Ella me enseñó que no, que la dependencia de otras personas, las limitaciones y otras amenazas a las que nos obligan muchos padecimientos, no señalan nuestro grado de vulnerabilidad. Me enseñó que cuando tenemos el control de nuestra vida y podemos decidir entre opciones significativas y válidas, no somos personas vulnerables sino enérgicas y decididas.

Ella tuvo el coraje y la humildad de entregar a la médica que eligió, su médica de familia, una solicitud de ayuda a morir sabiendo que iniciaría una serie de encuentros en los que no solo se hablaría de su enfermedad y sufrimiento sino del significado de su propia vida y las razones por las que ésta se había transformado en una condena.

«¡No quiero ser condenada a vivir hasta que la muerte natural ponga fin a mis atroces padecimientos!”

La condena, para Ella, se alargó más de lo que los propios plazos obligan pues su médica de familia decidió objetar, al igual que el resto de médicos del centro al que pertenecía. Una mañana recibí la llamada de la directora médica de Atención Primaria ofreciéndome la posibilidad de ser la médica responsable. Exactamente me dijo: “Nos está soplando en el cogote”. Una persona que sopla en el cogote exigiendo que se hagan efectivos sus derechos no es una persona vulnerable.

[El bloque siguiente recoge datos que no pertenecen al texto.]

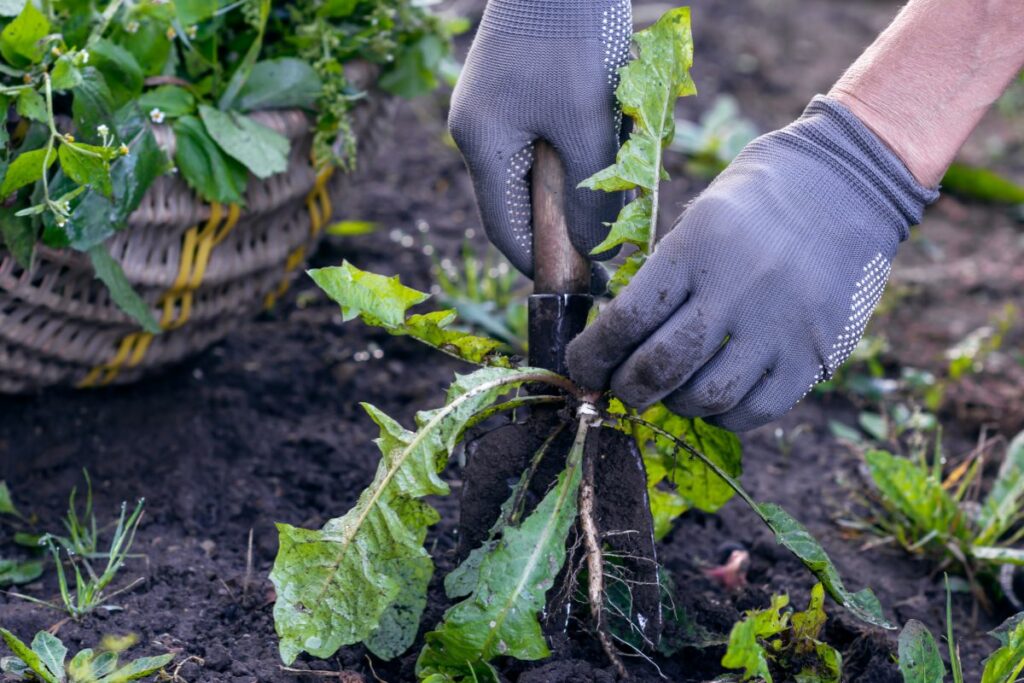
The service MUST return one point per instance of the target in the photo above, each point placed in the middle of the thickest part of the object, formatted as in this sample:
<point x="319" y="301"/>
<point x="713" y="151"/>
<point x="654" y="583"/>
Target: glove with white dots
<point x="542" y="70"/>
<point x="766" y="283"/>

Sin embargo, a quien hicimos vulnerable, fue a un paciente que días antes se suicidó violentamente a la espera de la designación de un médico responsable pues su médico decidió objetar. El paciente se citó con su médico el mismo día que la ley entró en vigor. No era vulnerable entonces. Había estado esperando la ley para que su solicitud, hubiera dado paso a la deliberación sobre aspectos concretos de su historia clínica y vital. Pero la solicitud no fue ni autorizada ni denegada sino abandonada… Tres meses después de aquel día se suicidó. Me pregunto dónde y cuándo surge la vulnerabilidad de las personas que solicitan morir por eutanasia.

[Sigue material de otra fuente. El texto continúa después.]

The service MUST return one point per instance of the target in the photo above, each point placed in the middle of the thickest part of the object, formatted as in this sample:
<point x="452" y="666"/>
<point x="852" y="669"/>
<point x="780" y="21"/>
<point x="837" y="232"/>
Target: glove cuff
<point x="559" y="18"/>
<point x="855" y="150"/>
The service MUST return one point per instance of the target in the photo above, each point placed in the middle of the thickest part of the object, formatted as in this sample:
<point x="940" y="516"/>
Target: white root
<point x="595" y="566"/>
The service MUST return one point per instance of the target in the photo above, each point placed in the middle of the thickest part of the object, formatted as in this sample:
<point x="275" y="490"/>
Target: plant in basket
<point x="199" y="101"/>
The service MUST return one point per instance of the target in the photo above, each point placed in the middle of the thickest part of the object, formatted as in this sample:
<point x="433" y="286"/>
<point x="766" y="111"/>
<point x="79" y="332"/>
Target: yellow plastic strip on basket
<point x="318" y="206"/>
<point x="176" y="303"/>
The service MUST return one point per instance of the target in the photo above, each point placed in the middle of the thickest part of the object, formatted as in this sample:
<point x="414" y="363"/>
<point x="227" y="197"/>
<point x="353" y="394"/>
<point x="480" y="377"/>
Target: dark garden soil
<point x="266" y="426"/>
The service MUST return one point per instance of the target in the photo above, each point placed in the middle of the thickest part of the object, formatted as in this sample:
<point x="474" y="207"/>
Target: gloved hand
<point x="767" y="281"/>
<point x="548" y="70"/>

Volvamos a Ella. Acepté ser su médica responsable. Supongo que lo que aceptaba era el reto de mirarla a los ojos y acoger su relato para comprender la dimensión de su demanda. Acoger el re- lato es la única manera de acompañar a una persona que decide.

En seguida, llegó a mis manos desde la gerencia de AP, un sobre confidencial con la solicitud firmada por su médica de familia, un informe que ésta había realizado y un informe de la trabajadora social.

Ella no era, por tanto, paciente de mi cupo. Ni tampoco de mi zona. El primer contacto que tuvimos fue telefónico. Hablamos unos 15 minutos; me contó sobre el diagnóstico y el sufrimiento que experimentaba al tener que vivir con una limitación física progresiva que no le permitía disfrutar de sus personas queridas, trabajo y aficiones. Y también me comentó que llevaba mucho tiempo reflexionando sobre la manera de poner fin a su sufrimiento, incluso valoraba la opción del suicidio violento.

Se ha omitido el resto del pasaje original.